A United States International Trade Commission iniciou investigações antidumping e compensatória sobre importações de glifosato da China. O processo avalia se há indicação razoável de dano material, ameaça de dano material ou atraso relevante na formação de uma indústria nos Estados Unidos.

As investigações receberam os números 701-TA-799 e 731-TA-1795. O produto analisado entra nos Estados Unidos pelas subposições 2931.49.00 e 3808.93.50 da Harmonized Tariff Schedule of the United States.

A comissão apura alegações de venda do glifosato chinês no mercado norte-americano por valor abaixo do justo. Também analisa a existência de subsídios concedidos pelo governo da China.

A decisão preliminar deve sair em até 45 dias, caso o Departamento de Comércio não prorrogue o prazo de início. Com esse calendário, a comissão deve concluir a fase preliminar até 14 de agosto de 2026. As conclusões devem seguir ao Departamento de Comércio até 21 de agosto de 2026.
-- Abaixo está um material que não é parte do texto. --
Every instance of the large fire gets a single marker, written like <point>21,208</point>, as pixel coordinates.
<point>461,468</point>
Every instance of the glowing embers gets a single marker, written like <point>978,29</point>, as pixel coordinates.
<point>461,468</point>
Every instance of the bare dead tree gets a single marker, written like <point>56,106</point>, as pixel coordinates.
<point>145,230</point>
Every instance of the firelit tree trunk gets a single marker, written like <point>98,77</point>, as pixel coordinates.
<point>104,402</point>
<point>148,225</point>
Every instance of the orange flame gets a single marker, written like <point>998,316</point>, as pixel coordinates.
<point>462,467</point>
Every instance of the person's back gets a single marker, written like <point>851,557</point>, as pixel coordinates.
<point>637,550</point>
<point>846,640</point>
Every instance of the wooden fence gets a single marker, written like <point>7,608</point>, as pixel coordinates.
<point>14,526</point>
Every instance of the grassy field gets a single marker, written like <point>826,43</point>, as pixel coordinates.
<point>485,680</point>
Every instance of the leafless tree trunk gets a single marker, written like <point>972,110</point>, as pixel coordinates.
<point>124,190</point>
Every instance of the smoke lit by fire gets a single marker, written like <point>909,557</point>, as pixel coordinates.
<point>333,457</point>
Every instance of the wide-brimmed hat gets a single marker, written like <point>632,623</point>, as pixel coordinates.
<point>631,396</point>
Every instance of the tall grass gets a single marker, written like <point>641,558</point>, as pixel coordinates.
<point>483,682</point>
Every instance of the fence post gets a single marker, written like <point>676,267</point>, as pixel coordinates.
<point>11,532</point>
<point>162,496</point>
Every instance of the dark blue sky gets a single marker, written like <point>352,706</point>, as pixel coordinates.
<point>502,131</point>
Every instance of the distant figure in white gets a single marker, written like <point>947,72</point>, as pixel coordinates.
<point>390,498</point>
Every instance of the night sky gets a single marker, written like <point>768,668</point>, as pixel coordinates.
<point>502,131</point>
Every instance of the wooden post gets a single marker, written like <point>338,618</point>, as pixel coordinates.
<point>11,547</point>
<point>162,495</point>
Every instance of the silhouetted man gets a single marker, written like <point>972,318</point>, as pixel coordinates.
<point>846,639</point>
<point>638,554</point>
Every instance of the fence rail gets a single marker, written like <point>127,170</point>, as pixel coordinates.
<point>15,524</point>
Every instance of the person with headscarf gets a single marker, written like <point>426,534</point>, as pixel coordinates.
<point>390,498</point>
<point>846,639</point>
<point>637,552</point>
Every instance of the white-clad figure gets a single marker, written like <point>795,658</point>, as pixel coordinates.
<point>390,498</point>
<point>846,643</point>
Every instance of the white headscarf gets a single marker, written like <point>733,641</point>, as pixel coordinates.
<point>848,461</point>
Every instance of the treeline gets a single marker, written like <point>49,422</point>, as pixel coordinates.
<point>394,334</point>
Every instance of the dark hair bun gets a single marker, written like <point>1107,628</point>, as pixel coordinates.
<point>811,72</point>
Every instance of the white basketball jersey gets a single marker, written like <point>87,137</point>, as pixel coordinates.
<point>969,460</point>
A conferência técnica da fase preliminar foi marcada para 21 de julho de 2026, às 9h30. Os interessados em participar devem solicitar presença até meio-dia de 17 de julho de 2026.

As manifestações escritas podem ser enviadas até 17h15 de 24 de julho de 2026. Partes com apresentação na conferência devem protocolar testemunhos escritos e materiais suplementares até 16h de 20 de julho de 2026.